Gonzalez spent the last two weeks of the regular season in the United States at Double-A Tennessee, where he hit just.213/.294/.410 in 61 at-bats. The 2006 Futures Gamer wasn't sure he even wanted to play winter ball back home, but after being hit by a pitch twice--once in the neck--before being promoted to Double-A, he ultimately decided he needed to work through some issues.

"There were some things I was doing wrong after I got hit those couple times," Gonzalez said. "Sometimes it was lowering my back shoulder too much, sometimes my balance struggled because I couldn't get that right feel under my legs, and sometimes I was worried about it happening again--especially right after it happened."

So Gonzalez went to play for Zulia and was immediately a star for the Aguilas, hitting .319 in hitting and tying for the second in the league with nine home runs.

"He's a guy you just didn't want to pitch to--runners on base or not," Aragua manager Buddy Bailey said. "He has this quiet approach; probably a lot of people could take him the wrong way and say he was cocky.
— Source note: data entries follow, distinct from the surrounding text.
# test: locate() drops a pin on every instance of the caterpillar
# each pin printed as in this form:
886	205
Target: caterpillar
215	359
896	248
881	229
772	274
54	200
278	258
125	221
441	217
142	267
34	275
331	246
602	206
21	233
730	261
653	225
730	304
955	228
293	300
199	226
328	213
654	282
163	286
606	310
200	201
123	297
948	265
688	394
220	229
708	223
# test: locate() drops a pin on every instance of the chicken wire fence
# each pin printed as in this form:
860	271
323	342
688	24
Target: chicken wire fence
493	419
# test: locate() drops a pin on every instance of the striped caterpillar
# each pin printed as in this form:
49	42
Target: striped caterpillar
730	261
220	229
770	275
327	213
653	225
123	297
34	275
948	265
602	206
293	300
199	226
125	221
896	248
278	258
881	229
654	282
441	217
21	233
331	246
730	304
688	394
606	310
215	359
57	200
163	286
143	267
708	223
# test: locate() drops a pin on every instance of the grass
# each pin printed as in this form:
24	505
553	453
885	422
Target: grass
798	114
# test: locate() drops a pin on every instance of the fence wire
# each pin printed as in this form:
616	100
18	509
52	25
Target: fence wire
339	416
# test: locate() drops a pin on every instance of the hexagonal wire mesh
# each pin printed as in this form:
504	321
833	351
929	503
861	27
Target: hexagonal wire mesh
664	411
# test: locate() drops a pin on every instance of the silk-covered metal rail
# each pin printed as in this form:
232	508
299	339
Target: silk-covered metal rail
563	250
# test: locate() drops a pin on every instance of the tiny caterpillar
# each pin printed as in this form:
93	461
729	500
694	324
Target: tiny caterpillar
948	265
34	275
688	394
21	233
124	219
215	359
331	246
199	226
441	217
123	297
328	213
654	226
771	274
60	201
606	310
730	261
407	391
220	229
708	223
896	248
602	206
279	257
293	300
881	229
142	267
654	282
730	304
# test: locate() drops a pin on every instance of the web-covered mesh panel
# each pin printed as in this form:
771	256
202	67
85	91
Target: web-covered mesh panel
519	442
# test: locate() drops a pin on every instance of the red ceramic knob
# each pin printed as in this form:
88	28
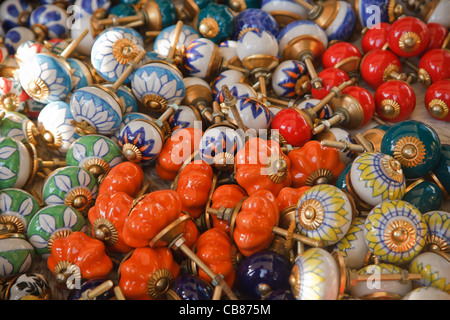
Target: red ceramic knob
377	65
408	37
375	37
395	101
437	100
331	77
293	126
434	66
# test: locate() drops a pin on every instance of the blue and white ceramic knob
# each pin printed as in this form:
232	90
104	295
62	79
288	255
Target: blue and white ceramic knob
191	287
72	186
255	18
17	208
324	213
51	20
141	141
216	22
54	121
375	177
415	145
16	36
156	85
95	153
15	163
315	276
46	78
113	49
52	222
290	79
15	13
262	273
16	254
395	231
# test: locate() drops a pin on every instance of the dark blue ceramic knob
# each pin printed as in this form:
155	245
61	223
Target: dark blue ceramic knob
261	273
190	287
415	145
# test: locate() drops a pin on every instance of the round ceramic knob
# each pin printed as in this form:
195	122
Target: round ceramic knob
52	222
15	13
395	101
378	66
17	208
438	237
191	287
261	273
433	66
424	195
46	78
408	37
113	49
395	231
314	264
375	177
54	121
284	11
375	37
72	186
353	246
15	162
415	145
27	286
157	84
427	293
290	79
16	36
141	141
49	21
16	253
95	153
434	267
324	213
388	290
216	22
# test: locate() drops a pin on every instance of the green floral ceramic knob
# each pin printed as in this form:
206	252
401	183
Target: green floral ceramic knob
17	208
16	254
95	153
15	163
395	231
72	186
52	222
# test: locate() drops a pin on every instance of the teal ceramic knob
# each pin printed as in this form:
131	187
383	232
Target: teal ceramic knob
415	145
53	222
17	208
16	254
424	195
216	22
95	153
395	231
324	213
72	186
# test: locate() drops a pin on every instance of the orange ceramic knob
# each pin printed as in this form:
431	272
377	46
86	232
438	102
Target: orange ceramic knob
80	250
140	273
214	247
226	196
127	177
177	148
314	164
149	216
107	218
194	183
254	224
261	165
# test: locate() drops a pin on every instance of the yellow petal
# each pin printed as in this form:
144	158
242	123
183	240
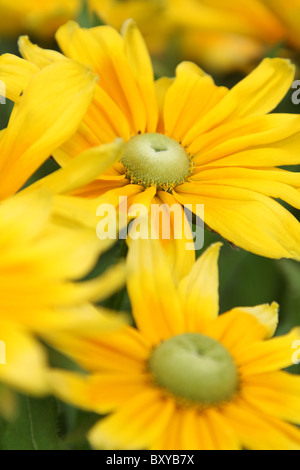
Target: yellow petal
50	111
99	393
266	314
248	219
103	49
263	89
268	356
26	362
136	425
257	94
140	63
16	73
253	142
191	96
199	290
36	55
151	289
82	170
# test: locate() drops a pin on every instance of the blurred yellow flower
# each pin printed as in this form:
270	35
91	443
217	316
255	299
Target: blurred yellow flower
43	247
186	378
221	36
40	18
40	261
188	141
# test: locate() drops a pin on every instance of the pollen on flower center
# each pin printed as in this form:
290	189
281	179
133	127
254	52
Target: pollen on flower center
195	368
155	160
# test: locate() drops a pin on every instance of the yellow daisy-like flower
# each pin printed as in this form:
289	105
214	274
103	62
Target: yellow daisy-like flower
222	36
41	261
188	141
40	18
44	246
186	378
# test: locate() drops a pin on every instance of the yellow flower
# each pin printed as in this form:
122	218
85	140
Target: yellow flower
188	141
40	18
222	36
44	247
152	19
41	258
186	378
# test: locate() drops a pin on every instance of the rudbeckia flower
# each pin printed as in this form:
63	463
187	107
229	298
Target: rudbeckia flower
222	36
188	141
44	246
40	18
41	263
185	378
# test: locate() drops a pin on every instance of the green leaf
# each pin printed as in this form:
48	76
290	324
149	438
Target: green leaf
35	427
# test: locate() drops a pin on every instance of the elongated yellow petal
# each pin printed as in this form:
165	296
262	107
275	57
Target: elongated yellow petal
231	143
16	73
266	314
199	290
276	353
248	219
36	55
48	114
101	393
26	362
258	94
82	170
103	49
263	89
140	63
151	288
192	95
138	423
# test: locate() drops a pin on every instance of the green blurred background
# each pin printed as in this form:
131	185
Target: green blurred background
245	280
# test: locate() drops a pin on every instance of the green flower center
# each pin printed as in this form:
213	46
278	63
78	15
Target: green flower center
155	160
195	368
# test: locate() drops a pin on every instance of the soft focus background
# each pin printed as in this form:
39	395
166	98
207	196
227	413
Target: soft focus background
227	39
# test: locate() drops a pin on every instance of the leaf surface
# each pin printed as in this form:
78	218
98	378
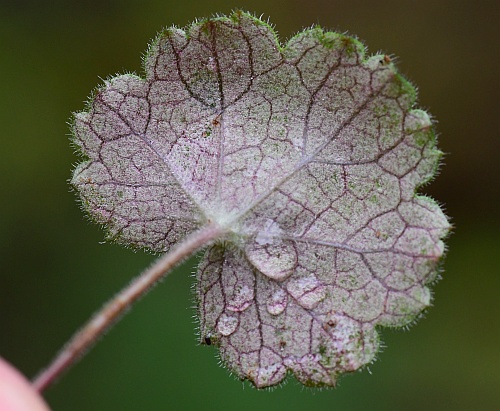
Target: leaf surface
308	156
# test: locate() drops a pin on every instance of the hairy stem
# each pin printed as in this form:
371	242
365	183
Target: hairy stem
108	315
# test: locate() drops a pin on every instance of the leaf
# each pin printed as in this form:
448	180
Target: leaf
307	156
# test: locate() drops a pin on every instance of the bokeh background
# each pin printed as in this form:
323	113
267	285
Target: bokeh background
55	271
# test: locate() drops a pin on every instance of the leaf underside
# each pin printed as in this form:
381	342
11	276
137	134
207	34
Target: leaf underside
308	155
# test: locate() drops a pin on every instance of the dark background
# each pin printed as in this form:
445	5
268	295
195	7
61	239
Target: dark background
55	272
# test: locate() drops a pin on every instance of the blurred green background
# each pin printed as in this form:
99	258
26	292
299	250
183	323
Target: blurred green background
55	271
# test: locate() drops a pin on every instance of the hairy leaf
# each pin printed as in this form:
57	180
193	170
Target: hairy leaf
306	155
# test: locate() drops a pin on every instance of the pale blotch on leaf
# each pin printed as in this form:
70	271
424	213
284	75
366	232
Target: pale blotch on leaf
307	156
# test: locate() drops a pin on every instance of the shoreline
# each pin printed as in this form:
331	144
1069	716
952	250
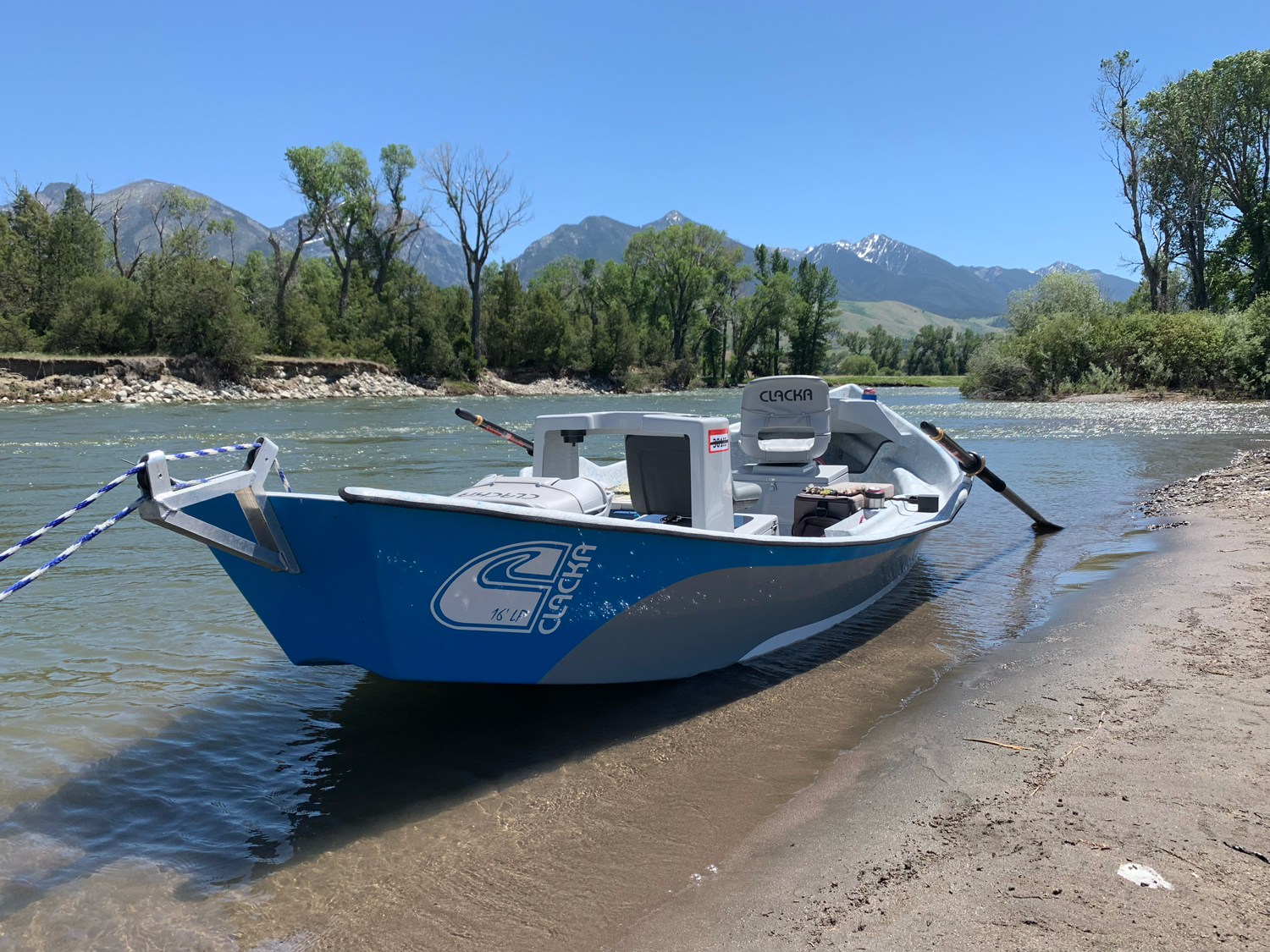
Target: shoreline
37	378
160	380
1137	718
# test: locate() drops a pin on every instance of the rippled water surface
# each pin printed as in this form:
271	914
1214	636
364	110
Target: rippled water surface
169	781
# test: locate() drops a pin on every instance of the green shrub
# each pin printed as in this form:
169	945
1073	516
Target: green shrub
102	315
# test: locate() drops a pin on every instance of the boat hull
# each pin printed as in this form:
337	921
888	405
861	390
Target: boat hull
469	594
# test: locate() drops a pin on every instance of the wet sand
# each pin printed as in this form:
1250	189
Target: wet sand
1138	718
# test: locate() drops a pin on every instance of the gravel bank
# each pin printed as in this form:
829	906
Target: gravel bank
167	381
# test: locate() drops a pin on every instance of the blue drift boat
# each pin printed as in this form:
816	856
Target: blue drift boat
710	543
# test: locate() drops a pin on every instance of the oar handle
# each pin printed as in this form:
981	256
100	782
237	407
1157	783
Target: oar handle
977	465
515	438
970	462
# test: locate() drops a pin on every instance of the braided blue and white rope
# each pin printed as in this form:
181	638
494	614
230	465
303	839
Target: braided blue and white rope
211	451
102	527
70	512
70	550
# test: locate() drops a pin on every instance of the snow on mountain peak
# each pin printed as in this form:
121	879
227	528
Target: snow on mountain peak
883	251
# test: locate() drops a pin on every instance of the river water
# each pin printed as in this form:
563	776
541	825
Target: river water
168	779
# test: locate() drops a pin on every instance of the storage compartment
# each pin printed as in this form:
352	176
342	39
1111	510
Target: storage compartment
813	515
577	495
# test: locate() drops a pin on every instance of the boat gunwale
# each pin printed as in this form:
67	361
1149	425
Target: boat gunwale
610	525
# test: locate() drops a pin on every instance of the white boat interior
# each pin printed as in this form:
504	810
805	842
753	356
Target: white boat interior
797	438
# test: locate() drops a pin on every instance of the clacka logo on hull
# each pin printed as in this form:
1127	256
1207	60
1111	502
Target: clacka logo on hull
526	586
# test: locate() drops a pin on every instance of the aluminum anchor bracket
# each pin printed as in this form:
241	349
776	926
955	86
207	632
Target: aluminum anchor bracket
164	507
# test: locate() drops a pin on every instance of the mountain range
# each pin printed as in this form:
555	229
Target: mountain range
876	268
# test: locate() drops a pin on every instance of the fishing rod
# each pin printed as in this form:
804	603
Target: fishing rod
515	438
975	465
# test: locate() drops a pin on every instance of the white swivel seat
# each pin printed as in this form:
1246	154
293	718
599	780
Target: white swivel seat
785	419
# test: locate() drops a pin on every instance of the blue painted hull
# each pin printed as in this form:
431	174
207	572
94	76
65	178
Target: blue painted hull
484	594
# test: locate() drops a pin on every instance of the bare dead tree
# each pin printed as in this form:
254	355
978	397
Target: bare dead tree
159	217
1124	147
394	225
286	276
474	190
119	213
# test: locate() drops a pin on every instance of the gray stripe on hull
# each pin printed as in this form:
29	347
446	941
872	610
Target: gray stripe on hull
805	631
715	619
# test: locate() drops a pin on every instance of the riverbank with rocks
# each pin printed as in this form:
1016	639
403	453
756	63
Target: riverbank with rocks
1096	784
162	380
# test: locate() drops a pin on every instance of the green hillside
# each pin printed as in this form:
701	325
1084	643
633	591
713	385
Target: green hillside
897	317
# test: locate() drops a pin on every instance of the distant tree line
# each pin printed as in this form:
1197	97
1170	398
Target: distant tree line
1193	162
678	309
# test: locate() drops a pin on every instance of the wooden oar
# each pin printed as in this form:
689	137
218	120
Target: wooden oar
975	465
526	444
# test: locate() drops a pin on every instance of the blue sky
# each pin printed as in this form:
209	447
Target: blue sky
962	129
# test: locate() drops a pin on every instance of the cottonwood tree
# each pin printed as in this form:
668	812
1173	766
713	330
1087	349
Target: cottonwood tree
340	200
284	267
1125	145
479	211
681	263
762	316
1180	173
813	316
1239	142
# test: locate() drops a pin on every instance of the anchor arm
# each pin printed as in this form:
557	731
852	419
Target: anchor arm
164	507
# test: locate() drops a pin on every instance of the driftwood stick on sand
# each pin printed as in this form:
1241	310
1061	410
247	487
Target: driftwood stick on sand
1262	857
997	744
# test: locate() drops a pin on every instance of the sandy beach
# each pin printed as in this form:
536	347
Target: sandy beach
1000	809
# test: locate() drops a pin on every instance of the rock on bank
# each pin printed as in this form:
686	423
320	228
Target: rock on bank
1018	802
164	380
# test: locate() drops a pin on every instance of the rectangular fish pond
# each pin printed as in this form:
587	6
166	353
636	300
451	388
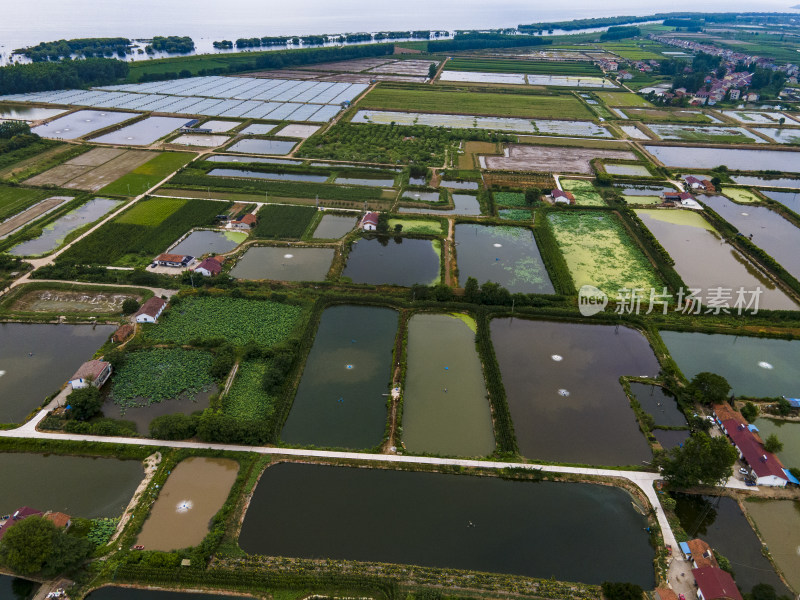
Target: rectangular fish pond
37	359
201	242
687	235
563	390
194	492
465	522
508	256
755	367
341	399
76	485
397	261
288	263
53	234
445	407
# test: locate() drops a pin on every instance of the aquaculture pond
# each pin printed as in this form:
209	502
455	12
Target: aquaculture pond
788	432
341	399
398	261
755	367
334	227
76	485
766	229
258	146
141	415
36	360
464	522
738	159
671	438
599	252
658	402
767	181
195	490
463	204
778	521
445	407
505	255
14	588
272	176
123	593
565	377
142	133
53	234
201	242
719	521
685	235
790	200
629	170
284	264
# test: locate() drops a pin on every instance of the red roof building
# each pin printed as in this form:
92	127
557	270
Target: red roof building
715	584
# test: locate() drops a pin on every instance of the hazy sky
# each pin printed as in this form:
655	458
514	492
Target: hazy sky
55	19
But being cocky is part of this game, and it's even more so in winter ball.

"It's not show-you-up cocky, but it's confidence. He was a hell of an out."

He was even more so in Zulia's postseason run, when Gonzalez batted .348 and drove in 10 in 11 games and lowered his strikeout rate along the way. Gonzalez did not play for the Caribbean Series club Venezuela sent to Puerto Rico, opting instead to rest for spring training, where he will get his second shot at Double-A in April.

"He's a classic right field guy," a scout with an American League club said. "He had real pull power in the Cal League (at high Class A Lancaster) last year, but he's starting to show some consistent (opposite field) power.

"His hands are very quiet in his approach, not a lot of moving parts to his swing. He runs OK, probably average now with 40 (on the 20-80 scouting scale) potential. But the arm strength is there, the bat speed is definitely there and the power . . . the ball jumps off his bat."

The biggest downside for Gonzalez continues to be the cockiness Bailey mentioned, which often gets thrown under "makeup." Such questions have followed Gonzalez since he broke out in 2005 at low Class A South Bend, where he hit .307/.371/.489, totaled 52 extra-base hits (including 18 homers) and scored 91 runs in 515 at-bats.

Some scouts say he didn't always play hard, run every ball out, and was a negative presence in the clubhouse at times. Diamond-backs farm director A.J. Hinch doesn't agree with the perception that Gonzalez' makeup is a negative.

"I'm not sure where exactly that started, but just look at what he's done," Hinch said. "He's a very loose, very laid-back guy. Every manager that's had him the last two years hasn't had any complaints about his work ethic, and certainly not about what he's done on the field.

"He still has some work to do, but I like what he's been able to do this winter--controlled the strike zone better, performed in a tough environment and really got back to a positive place confidence-wise. That started to come around the last two weeks (in Double-A). He started feeling better physically, and he was definitely a little gun shy after getting hit twice. But we're very pleased with his development this winter overall."